Que nous réserve l’avenir ? Depuis que les sociétés occidentales sont entrées dans un état permanent d’imprévisibilité, d’insécurité et d’instabilité, les quelques experts qui osent encore avancer des prédictions le font désormais avec une nouvelle humilité. L’accélération turbulente du rythme de l’histoire, qui a débuté avec la crise financière de 2008 et a pris depuis de nombreuses formes, culminant avec le double choc du Brexit et de l’élection de Donald Trump, nous a laissés avec la nausée. Alors que le système et les valeurs que l’on croyait acquis sont aujourd’hui contestés en Europe et en Amérique, les pays occidentaux sont confrontés à la perspective d’un avenir profondément incertain.

C’est un nouveau sentiment pour la plupart des Occidentaux. Comment vivre dans cet état d’inquiétude constante, de préoccupation permanente, de peur insidieuse ? Pour survivre dans ce tumulte, que le philosophe camerounais Achille Mbembe appelle « la normalisation d’un état social de guerre », nous devons renforcer notre système immunitaire. Et dans ce contexte, l’Afrique, un continent qui a connu son lot de chaos, est bien placée pour apporter des réponses à l’Occident.

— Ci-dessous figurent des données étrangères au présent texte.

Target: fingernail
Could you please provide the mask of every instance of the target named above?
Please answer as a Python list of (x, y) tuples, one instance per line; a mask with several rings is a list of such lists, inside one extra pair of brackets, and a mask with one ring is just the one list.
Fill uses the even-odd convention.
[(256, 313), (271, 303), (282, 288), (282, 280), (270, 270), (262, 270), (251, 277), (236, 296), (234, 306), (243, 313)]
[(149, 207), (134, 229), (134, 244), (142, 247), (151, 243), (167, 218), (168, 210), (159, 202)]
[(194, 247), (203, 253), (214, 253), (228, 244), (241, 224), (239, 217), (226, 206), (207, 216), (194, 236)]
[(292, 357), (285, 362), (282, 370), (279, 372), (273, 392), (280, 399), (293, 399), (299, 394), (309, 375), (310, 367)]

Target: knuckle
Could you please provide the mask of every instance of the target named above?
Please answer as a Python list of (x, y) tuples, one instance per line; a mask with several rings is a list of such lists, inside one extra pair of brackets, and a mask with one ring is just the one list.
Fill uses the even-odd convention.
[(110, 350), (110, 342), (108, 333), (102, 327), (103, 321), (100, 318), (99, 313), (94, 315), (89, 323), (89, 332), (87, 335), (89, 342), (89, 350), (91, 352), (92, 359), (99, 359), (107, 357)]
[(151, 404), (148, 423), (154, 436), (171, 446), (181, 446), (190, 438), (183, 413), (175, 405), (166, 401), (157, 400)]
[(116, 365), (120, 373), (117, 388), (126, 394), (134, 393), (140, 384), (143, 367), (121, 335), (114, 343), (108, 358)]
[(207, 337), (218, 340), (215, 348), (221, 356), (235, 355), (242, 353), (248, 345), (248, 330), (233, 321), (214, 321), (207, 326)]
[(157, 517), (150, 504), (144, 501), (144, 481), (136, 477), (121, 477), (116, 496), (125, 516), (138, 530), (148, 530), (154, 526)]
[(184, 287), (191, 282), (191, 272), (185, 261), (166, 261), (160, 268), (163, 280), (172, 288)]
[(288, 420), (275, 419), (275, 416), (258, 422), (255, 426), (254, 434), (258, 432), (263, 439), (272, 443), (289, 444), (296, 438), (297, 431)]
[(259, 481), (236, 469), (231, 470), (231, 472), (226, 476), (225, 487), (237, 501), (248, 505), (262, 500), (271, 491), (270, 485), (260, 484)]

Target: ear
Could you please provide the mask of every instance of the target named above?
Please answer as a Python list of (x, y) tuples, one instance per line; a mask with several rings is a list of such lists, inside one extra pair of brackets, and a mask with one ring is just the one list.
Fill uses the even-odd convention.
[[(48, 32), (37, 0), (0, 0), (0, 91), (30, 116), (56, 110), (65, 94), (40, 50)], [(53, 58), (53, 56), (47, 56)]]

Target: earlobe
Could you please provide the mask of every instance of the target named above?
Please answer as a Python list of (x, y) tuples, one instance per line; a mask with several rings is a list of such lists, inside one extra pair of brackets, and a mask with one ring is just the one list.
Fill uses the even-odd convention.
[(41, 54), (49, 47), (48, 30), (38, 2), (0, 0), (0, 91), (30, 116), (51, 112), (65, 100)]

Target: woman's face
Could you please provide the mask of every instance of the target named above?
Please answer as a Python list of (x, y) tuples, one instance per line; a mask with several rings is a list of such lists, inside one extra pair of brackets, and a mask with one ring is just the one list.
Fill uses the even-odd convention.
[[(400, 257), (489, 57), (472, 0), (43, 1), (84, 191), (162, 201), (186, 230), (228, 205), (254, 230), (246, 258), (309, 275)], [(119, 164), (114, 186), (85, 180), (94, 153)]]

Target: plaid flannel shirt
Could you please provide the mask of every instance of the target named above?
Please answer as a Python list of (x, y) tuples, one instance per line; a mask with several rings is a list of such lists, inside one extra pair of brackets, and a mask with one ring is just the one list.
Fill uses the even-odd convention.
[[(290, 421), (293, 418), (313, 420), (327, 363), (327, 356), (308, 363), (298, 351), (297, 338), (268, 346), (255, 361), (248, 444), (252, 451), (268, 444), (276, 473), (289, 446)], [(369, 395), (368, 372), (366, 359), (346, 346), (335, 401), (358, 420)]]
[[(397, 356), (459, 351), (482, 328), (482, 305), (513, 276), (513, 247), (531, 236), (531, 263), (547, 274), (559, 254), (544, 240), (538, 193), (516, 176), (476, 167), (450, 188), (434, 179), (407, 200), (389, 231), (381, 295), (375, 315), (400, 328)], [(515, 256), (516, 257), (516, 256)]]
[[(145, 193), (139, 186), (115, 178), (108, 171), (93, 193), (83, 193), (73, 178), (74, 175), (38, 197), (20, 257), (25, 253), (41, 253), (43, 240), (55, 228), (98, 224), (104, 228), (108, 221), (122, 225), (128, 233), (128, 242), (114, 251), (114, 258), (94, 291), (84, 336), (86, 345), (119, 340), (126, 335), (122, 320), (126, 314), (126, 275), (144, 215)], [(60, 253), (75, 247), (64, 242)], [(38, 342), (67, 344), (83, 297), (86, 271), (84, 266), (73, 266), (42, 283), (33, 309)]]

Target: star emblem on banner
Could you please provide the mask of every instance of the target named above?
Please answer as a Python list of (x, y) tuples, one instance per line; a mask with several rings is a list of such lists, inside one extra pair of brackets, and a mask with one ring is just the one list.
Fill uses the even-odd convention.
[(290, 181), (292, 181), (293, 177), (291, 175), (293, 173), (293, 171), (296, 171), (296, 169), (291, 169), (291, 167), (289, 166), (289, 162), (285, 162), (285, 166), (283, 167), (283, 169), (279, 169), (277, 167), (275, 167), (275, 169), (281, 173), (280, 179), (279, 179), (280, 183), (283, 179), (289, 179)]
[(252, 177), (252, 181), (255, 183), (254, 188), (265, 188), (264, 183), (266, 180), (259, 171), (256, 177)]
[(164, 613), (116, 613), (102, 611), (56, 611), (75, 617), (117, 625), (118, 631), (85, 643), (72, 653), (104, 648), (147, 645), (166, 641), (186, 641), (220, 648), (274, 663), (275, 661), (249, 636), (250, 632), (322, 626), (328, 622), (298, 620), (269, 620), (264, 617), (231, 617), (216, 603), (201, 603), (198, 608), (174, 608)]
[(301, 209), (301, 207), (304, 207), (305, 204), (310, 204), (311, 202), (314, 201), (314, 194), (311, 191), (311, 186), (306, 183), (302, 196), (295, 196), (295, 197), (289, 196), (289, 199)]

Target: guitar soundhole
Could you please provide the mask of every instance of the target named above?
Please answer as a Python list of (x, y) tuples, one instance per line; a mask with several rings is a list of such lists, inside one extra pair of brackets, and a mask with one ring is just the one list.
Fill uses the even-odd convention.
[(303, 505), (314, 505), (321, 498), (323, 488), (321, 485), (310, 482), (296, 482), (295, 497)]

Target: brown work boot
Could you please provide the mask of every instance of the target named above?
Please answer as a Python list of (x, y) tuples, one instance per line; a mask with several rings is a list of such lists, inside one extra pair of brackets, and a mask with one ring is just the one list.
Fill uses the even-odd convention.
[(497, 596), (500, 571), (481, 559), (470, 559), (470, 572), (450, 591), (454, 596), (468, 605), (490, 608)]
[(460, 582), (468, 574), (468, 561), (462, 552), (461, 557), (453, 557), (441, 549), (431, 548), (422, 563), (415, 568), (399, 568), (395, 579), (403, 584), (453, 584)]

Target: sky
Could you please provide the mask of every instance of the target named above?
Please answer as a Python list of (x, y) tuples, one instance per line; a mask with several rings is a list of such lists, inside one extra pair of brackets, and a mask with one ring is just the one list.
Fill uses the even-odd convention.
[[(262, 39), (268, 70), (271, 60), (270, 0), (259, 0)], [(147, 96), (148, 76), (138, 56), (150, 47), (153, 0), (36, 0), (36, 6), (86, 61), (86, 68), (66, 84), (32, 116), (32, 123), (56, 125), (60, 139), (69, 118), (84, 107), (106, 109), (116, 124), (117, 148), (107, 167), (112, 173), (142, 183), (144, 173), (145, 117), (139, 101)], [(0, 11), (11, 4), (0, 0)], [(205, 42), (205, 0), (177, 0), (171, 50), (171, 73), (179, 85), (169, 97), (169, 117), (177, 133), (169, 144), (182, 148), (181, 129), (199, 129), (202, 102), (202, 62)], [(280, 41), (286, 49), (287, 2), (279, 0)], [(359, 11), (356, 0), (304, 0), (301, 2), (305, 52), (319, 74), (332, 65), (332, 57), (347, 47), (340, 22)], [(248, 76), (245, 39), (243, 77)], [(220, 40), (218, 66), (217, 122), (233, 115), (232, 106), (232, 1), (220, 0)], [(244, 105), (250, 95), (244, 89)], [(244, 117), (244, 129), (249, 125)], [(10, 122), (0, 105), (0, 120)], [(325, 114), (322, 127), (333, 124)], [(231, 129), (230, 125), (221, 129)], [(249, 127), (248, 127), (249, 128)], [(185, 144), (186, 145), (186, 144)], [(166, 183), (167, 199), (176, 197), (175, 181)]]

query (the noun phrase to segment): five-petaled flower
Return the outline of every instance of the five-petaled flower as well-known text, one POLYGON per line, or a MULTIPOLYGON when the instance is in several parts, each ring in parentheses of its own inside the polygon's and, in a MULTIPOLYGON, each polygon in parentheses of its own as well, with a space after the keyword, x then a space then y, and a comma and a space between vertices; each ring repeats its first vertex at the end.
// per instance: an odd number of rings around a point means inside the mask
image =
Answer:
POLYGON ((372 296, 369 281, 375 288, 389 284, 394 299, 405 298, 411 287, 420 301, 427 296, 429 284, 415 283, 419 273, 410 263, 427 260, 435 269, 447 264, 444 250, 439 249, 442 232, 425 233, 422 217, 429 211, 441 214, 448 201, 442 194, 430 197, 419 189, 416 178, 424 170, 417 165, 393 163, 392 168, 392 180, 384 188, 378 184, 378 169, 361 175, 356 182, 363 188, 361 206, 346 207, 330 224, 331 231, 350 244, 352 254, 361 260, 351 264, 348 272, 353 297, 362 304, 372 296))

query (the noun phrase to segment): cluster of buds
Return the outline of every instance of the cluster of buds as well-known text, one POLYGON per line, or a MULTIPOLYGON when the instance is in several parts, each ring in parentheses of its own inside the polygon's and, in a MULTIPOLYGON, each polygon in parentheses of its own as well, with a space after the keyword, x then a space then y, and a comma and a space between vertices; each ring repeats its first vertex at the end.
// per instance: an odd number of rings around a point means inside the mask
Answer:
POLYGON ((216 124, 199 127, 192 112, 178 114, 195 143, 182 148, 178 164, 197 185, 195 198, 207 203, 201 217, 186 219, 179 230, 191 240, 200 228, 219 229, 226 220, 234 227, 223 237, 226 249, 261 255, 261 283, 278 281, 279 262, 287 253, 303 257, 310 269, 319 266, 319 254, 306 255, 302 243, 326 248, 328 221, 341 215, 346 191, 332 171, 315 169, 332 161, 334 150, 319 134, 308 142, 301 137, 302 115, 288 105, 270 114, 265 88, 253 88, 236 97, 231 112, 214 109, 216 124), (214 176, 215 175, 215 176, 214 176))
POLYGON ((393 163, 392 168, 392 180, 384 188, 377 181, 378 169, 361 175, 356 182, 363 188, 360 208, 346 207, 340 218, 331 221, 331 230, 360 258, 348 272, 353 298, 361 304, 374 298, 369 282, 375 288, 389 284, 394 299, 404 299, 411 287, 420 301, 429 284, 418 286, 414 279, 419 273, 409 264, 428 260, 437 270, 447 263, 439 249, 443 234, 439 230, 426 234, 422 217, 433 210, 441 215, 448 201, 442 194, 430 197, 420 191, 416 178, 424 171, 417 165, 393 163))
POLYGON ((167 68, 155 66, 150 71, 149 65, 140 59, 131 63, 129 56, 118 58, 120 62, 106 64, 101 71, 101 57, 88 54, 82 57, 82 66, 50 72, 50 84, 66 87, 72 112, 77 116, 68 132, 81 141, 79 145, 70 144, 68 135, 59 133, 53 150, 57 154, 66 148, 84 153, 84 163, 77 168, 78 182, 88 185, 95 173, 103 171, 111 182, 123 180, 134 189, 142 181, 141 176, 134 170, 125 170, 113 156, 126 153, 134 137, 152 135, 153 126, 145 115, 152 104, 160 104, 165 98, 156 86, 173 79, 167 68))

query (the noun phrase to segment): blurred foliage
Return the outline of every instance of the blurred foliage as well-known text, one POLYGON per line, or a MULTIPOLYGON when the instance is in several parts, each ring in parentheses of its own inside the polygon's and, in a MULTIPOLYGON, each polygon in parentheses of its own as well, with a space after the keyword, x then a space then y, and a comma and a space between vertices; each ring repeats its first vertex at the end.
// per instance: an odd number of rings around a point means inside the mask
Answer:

Comment se remet-on d’un traumatisme tel que le génocide rwandais ou d’un choc violent comme la guerre civile ivoirienne ou la crise post-électorale kényane de 2008 ? Comment réapprendre à vivre ensemble pour se concentrer sur le futur ? Malgré la peine et la menace toujours présentes, ces trois pays ont survécu et leurs économies devraient croître de plus de 6 %, 7 % et 5 % respectivement en 2017.

Cette capacité qu’a l’Afrique de se relever, on peut la voir également à l’œuvre dans la façon qu’ont ses habitants de gérer les chocs du quotidien, comme les décès prématurés, les catastrophes naturelles ou la perte de leurs moyens de subsistance.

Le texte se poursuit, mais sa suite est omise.